Young adults who are likely to increase their income significantly in a few years can benefit by paying less when they are short on cash and then repaying the loan more easily when they have reached much higher salary ranges. This can be very useful for those who run up a lot of debt to help pay for law school or medical school, for example.

Cons

1. Potentially increase the duration of the loan payment.

In many cases, the lowest interest rate or the lowest monthly payment is possible by extending the life of the loan on the backend. This can be frustrating for many people who are faced with the prospect of not being able to pay their debt early.

2. Increase your chances of paying more interest over the life of the loan.

Like n. 1, as the life of the loan is extended, the actual amount of interest that could end up being paid can increase significantly. This should be something to consider when considering how that extra money could be used for other things like college, medical expenses, or other needs.

3. Consolidation does not solve bad credit habits.

Many people mistakenly believe that debt consolidation provides a panacea for their credit card debt problems. However, all it really does is provide a way in which you can pay off debt more effectively. If people choose to keep making poor credit card payment decisions, they can sink deeper and deeper into more credit card debt.

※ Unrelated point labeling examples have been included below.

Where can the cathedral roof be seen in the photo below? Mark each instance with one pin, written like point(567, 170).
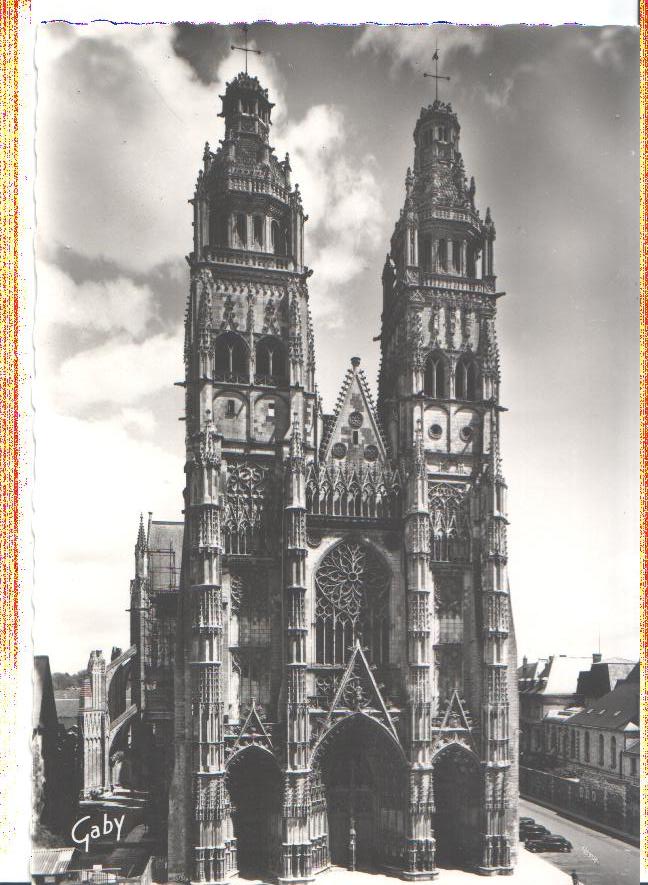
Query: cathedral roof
point(165, 555)
point(354, 412)
point(617, 709)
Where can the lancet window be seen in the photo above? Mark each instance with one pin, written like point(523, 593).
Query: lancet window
point(449, 523)
point(368, 492)
point(352, 602)
point(270, 362)
point(246, 517)
point(277, 238)
point(466, 377)
point(231, 359)
point(240, 231)
point(436, 376)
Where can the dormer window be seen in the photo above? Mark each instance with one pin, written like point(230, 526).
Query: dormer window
point(443, 254)
point(258, 230)
point(240, 229)
point(456, 256)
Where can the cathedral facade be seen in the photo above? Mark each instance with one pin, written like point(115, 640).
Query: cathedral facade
point(340, 672)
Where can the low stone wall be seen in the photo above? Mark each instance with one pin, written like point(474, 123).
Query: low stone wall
point(614, 805)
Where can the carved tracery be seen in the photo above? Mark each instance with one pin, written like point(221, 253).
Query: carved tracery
point(352, 597)
point(246, 511)
point(449, 523)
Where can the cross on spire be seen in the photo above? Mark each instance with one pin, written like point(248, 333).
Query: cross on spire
point(436, 75)
point(245, 48)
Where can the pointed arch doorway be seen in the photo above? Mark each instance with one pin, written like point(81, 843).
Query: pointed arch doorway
point(254, 782)
point(457, 798)
point(365, 777)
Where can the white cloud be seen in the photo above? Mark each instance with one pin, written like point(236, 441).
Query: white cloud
point(93, 479)
point(119, 372)
point(343, 200)
point(121, 127)
point(414, 45)
point(112, 305)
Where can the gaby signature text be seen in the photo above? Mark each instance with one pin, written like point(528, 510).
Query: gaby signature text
point(82, 835)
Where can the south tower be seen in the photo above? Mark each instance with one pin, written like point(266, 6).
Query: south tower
point(344, 668)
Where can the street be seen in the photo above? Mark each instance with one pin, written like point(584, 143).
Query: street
point(598, 859)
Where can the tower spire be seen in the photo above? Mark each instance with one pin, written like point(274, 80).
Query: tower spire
point(436, 76)
point(245, 48)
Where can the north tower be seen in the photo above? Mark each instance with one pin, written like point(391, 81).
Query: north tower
point(345, 658)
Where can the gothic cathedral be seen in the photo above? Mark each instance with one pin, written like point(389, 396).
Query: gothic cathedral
point(343, 686)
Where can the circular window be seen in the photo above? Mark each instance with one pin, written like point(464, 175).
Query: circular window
point(355, 419)
point(371, 453)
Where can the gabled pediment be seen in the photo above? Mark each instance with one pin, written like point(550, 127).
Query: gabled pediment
point(359, 691)
point(253, 730)
point(454, 722)
point(353, 434)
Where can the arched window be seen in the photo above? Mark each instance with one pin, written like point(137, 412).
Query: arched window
point(425, 253)
point(240, 231)
point(217, 229)
point(231, 359)
point(443, 255)
point(435, 378)
point(466, 378)
point(449, 523)
point(352, 603)
point(277, 239)
point(271, 365)
point(257, 230)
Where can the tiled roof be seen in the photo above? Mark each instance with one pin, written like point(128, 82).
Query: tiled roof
point(603, 676)
point(615, 710)
point(559, 676)
point(50, 861)
point(67, 709)
point(165, 555)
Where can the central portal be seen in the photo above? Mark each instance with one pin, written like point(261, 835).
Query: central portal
point(457, 793)
point(365, 780)
point(255, 787)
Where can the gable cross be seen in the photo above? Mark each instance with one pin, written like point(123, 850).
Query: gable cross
point(245, 48)
point(436, 76)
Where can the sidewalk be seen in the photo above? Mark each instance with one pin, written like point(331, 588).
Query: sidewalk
point(586, 821)
point(531, 870)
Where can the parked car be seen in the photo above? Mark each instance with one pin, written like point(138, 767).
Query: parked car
point(532, 831)
point(548, 842)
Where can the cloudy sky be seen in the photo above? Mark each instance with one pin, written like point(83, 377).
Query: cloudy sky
point(550, 131)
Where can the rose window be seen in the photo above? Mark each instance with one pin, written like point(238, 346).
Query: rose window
point(352, 602)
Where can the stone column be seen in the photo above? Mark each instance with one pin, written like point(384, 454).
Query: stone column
point(420, 842)
point(94, 727)
point(296, 864)
point(495, 719)
point(212, 840)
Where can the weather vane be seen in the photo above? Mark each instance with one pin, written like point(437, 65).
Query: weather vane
point(245, 49)
point(436, 75)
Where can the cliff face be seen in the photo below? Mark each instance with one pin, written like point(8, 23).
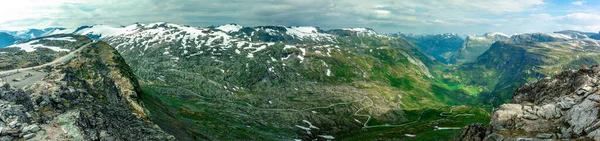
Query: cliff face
point(563, 107)
point(94, 96)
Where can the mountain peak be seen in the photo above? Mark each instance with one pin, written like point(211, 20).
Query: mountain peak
point(229, 28)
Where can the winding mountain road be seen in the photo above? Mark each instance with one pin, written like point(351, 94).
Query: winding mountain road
point(22, 77)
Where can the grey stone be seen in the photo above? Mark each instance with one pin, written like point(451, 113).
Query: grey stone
point(524, 139)
point(544, 136)
point(34, 128)
point(29, 136)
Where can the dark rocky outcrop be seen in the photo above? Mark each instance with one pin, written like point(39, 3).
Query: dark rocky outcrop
point(564, 107)
point(94, 96)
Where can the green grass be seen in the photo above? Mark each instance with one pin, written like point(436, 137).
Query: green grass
point(424, 128)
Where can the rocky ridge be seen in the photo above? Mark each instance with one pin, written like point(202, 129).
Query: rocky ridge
point(563, 107)
point(94, 96)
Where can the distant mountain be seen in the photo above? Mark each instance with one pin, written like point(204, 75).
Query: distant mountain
point(475, 46)
point(439, 46)
point(542, 37)
point(276, 82)
point(6, 39)
point(508, 64)
point(576, 34)
point(563, 107)
point(595, 36)
point(32, 33)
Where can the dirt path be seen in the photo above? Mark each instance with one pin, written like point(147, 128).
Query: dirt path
point(22, 77)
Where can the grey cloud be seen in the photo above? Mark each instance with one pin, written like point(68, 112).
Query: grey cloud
point(423, 16)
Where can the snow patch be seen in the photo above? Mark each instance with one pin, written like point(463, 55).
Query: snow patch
point(70, 39)
point(229, 28)
point(31, 46)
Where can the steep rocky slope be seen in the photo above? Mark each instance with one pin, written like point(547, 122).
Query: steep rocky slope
point(508, 64)
point(92, 95)
point(563, 107)
point(283, 83)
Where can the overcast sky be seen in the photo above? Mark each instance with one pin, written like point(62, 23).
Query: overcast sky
point(385, 16)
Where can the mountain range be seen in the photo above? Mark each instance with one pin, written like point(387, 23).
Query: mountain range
point(286, 83)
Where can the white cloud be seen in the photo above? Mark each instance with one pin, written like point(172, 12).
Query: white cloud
point(578, 3)
point(425, 16)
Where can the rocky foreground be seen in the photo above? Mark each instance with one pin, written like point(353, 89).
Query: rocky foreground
point(563, 107)
point(94, 96)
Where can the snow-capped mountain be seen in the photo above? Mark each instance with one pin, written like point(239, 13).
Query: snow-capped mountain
point(267, 67)
point(6, 39)
point(33, 33)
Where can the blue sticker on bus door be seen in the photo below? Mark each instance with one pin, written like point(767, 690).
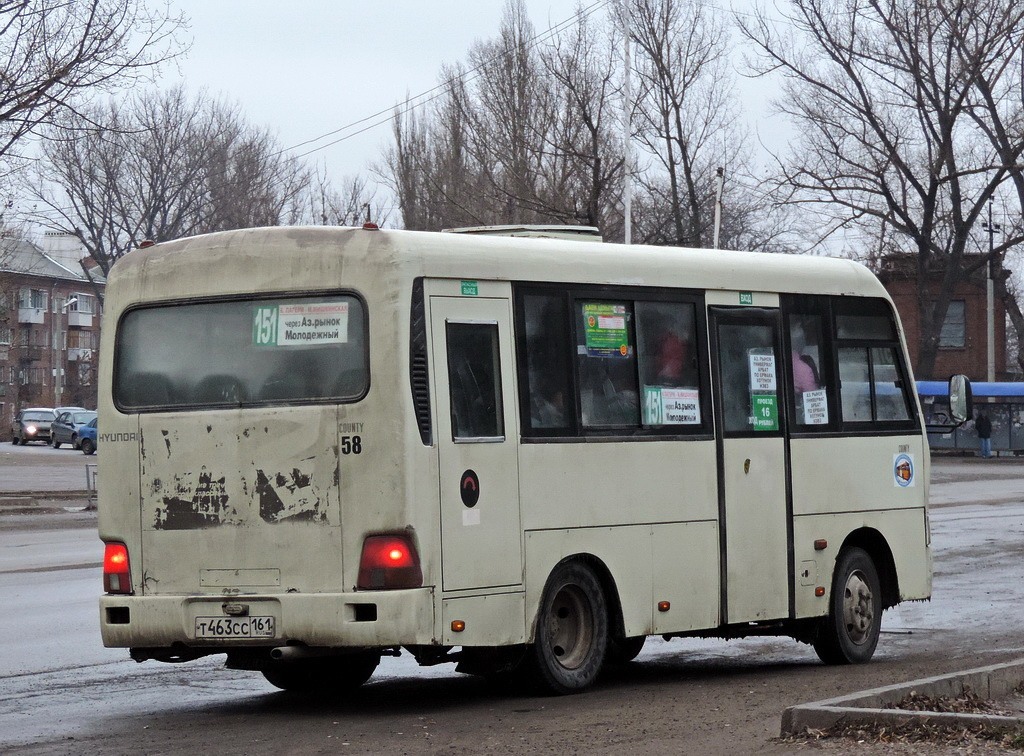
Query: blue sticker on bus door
point(903, 470)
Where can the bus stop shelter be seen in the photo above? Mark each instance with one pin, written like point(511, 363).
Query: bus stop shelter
point(1004, 403)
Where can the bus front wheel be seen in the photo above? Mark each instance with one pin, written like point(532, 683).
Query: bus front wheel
point(850, 632)
point(323, 675)
point(571, 630)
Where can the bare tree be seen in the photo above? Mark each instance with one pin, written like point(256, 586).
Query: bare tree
point(352, 205)
point(159, 167)
point(907, 121)
point(686, 117)
point(54, 53)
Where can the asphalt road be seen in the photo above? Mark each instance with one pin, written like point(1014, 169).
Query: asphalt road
point(60, 691)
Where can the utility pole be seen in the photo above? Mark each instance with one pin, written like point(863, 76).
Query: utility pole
point(719, 185)
point(627, 130)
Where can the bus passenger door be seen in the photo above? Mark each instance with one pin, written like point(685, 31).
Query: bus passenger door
point(753, 502)
point(481, 539)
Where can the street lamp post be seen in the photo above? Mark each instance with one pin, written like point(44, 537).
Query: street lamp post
point(992, 229)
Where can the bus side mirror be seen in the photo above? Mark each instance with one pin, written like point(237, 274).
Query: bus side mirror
point(961, 399)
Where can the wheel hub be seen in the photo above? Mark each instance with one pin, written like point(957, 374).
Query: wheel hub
point(858, 607)
point(570, 627)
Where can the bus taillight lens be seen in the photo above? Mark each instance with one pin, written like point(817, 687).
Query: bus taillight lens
point(389, 561)
point(117, 571)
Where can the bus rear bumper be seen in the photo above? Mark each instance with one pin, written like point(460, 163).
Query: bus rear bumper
point(378, 619)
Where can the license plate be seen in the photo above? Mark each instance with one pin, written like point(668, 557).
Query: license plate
point(235, 627)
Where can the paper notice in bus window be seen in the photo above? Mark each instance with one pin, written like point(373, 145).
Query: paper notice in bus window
point(671, 406)
point(762, 371)
point(765, 413)
point(605, 330)
point(301, 325)
point(815, 408)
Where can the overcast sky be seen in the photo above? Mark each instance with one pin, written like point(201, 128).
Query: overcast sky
point(308, 67)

In cases where this gets out of hand, collateral like a home or car can even be taken in the event of a default on secured debt consolidation loans.

As you can see the pros and cons of debt consolidation It will vary in its importance and value to each person. For this reason, it is a good idea to review each of these and try to rate each one as to its importance to your situation. After doing so, you should have a pretty good idea of ​​whether this type of loan is right for you.